その話を聞いた一同は黙り込んでしまった。
「犠牲と祈りがすべてを決するのか・・・。」と太郎は思った。
そして、モーゼ五書のひとつである旧約聖書・創世記の第3章15節を太郎は思い出していた。
「『わたしは、お前と女の間に、また、おまえの子孫と女の子孫との間に、敵意を置く。彼は、お前の頭を踏み砕き、おまえは、彼のかかとにかみつく。』と神である主が蛇に言われた。ここで主は彼女とは言わずに彼と言っている。彼女なら女性の形をした日本列島だが、彼とは長靴の形をしたイタリア半島を含むヨーロッパのことか・・・?それとも、彼とは女の子孫であるイエス・キリストのことなのか?それとも、アダムのことか?人をエデンの園から追放した神は、命の樹への道を守るために、エデンの東の地にケルビムと輪を描いて回る炎の剣を置いたのだったな・・・。ケルビム、それはモーゼ十戒が彫られた石板が入っているとされる『失われた聖櫃』の蓋に飾られている2匹の不死鳥のことだろうか・・・?エデンの東の地に置かれた2匹のケルビムは十戒の石板を護っているのだろうか?本当に、犠牲と祈りがすべてを決するのだろうか?」と太郎は妙な事を考えていた。

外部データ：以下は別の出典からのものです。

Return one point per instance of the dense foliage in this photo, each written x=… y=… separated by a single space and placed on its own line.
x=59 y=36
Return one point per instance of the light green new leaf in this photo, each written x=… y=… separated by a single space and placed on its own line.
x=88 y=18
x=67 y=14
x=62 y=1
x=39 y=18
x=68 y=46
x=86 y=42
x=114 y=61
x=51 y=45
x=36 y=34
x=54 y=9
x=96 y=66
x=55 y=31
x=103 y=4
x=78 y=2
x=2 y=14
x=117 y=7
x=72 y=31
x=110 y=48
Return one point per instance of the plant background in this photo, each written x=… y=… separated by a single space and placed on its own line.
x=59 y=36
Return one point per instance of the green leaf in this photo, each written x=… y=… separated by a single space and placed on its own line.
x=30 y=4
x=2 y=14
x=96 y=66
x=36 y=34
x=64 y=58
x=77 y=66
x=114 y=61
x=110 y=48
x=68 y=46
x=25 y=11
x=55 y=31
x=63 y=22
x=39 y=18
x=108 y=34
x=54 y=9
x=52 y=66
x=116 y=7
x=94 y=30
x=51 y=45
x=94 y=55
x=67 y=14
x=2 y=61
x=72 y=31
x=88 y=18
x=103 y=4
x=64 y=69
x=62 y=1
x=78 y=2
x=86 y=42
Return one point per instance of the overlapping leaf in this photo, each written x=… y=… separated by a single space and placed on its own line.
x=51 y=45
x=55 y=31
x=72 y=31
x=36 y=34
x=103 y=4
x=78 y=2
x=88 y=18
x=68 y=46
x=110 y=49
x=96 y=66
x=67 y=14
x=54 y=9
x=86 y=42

※著者注;ケルビムは複数形である。単数形ではケルブである。
モーゼは神の指示に従って、十戒が書かれた二枚の石板(証しの石)を納める『証しの箱』を造らせた。そして、その箱の上に乗せる『贖いの蓋』の両端に、羽根を広げた金のケルブを一匹づつ向い合せに取り付けさせた。それが二匹のケルビムである。それぞれのケルブの顔は『贖いの蓋』に向いていた、と云う内容の事が旧約聖書・出エジプト記37章には書かれている。
鞍馬月光36;
2012年3月19日(月) 午後2時ころ、国会前庭
国会前庭の噴水池近くのベンチに座りながら、大和太郎と半田警視長が話している。
「京都府警から報告を受けています。鞍地麗子さんはイスラエル国が保護を続けると云うことでしたね。」と半田が言った。

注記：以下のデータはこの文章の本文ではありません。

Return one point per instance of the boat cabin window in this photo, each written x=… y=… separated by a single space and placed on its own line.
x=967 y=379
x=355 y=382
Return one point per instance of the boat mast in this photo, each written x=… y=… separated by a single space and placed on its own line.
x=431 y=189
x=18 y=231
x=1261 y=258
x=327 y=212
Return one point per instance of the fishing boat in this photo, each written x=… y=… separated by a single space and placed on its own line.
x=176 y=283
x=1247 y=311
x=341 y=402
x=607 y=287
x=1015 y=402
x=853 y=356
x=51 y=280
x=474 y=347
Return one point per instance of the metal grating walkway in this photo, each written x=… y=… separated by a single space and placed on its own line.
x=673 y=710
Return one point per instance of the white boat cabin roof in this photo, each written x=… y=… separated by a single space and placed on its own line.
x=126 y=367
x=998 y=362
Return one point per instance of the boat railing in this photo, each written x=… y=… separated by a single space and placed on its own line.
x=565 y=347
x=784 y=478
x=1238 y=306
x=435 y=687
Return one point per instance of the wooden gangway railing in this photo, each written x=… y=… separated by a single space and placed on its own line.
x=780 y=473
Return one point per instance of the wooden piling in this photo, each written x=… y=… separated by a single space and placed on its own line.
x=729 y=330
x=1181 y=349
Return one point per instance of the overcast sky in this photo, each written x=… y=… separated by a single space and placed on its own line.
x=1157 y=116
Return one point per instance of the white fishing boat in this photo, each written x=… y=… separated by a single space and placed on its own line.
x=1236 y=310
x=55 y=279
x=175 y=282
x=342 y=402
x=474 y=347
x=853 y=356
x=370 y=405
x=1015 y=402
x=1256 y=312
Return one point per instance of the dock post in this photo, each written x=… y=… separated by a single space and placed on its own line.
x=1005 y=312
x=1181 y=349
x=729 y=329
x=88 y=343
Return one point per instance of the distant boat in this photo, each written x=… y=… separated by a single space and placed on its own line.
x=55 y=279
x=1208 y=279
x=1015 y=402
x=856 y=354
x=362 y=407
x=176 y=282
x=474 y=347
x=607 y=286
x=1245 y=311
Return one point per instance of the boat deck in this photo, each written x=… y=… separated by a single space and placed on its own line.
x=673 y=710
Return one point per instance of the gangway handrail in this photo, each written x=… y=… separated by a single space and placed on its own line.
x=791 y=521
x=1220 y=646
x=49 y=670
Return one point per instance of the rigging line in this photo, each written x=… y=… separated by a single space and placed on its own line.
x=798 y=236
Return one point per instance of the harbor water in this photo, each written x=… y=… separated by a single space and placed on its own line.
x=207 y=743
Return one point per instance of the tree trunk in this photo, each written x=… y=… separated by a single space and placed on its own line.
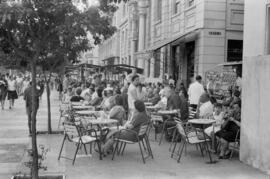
x=34 y=168
x=48 y=91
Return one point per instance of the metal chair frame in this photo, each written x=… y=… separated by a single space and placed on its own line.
x=142 y=140
x=236 y=144
x=185 y=139
x=73 y=131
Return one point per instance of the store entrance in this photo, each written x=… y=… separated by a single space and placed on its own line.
x=190 y=57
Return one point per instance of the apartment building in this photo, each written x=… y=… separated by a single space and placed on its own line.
x=178 y=38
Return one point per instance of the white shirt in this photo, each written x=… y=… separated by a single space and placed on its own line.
x=87 y=90
x=132 y=96
x=195 y=91
x=12 y=85
x=206 y=109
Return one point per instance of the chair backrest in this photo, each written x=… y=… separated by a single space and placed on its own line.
x=192 y=113
x=155 y=117
x=143 y=129
x=180 y=129
x=71 y=130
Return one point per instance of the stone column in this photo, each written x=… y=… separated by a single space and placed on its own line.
x=162 y=58
x=142 y=7
x=152 y=67
x=146 y=68
x=133 y=30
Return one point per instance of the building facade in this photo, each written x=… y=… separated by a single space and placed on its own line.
x=178 y=38
x=255 y=143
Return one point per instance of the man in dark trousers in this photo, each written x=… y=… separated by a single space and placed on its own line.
x=28 y=102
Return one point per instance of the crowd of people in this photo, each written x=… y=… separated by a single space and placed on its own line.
x=14 y=86
x=124 y=102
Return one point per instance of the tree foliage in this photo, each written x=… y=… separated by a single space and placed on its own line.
x=54 y=28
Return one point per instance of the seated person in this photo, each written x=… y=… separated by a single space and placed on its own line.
x=156 y=98
x=77 y=97
x=117 y=111
x=67 y=95
x=140 y=93
x=140 y=117
x=106 y=102
x=97 y=100
x=218 y=117
x=229 y=130
x=162 y=104
x=206 y=109
x=236 y=98
x=184 y=111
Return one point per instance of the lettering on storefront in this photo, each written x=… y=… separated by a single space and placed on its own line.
x=214 y=33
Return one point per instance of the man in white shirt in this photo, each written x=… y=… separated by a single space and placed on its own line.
x=195 y=91
x=132 y=92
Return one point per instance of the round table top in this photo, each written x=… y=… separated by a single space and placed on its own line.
x=76 y=103
x=103 y=121
x=167 y=112
x=148 y=103
x=83 y=107
x=201 y=121
x=88 y=112
x=152 y=107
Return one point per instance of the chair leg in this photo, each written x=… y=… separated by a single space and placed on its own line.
x=141 y=152
x=173 y=139
x=201 y=149
x=99 y=150
x=231 y=154
x=162 y=133
x=120 y=148
x=85 y=149
x=90 y=148
x=143 y=145
x=178 y=160
x=61 y=147
x=115 y=149
x=123 y=148
x=175 y=144
x=78 y=146
x=148 y=146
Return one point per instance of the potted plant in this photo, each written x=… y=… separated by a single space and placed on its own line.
x=41 y=157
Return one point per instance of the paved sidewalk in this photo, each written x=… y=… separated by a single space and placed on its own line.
x=14 y=139
x=15 y=133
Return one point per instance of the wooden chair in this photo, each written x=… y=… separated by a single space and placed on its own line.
x=73 y=134
x=235 y=145
x=186 y=138
x=141 y=138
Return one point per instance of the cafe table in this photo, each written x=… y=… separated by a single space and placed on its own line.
x=168 y=112
x=86 y=112
x=203 y=123
x=76 y=103
x=82 y=107
x=148 y=104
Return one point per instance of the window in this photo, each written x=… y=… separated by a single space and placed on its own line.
x=158 y=10
x=157 y=64
x=190 y=3
x=124 y=9
x=235 y=50
x=267 y=43
x=176 y=6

「そうです。麗子さんの居る場所は五条天神近くのマンションから別の場所に移すとの事でした。」と太郎が答えた。
「石田咲子の方はどうなのです?」と半田が訊いた。
「自衛隊の方はノーコメントと云う事でした。石田咲子さんは自衛隊とCIAが保護している模様です。それに、石田咲子さんは自衛隊の情報部員のようです。」
「そうらしいですね。ところで、モサドとCIAと自衛隊で何か連携行動を開始したと云う情報はありませんかね?警察は蚊帳の外ですわ。あっはっはっは。」と半田が笑った。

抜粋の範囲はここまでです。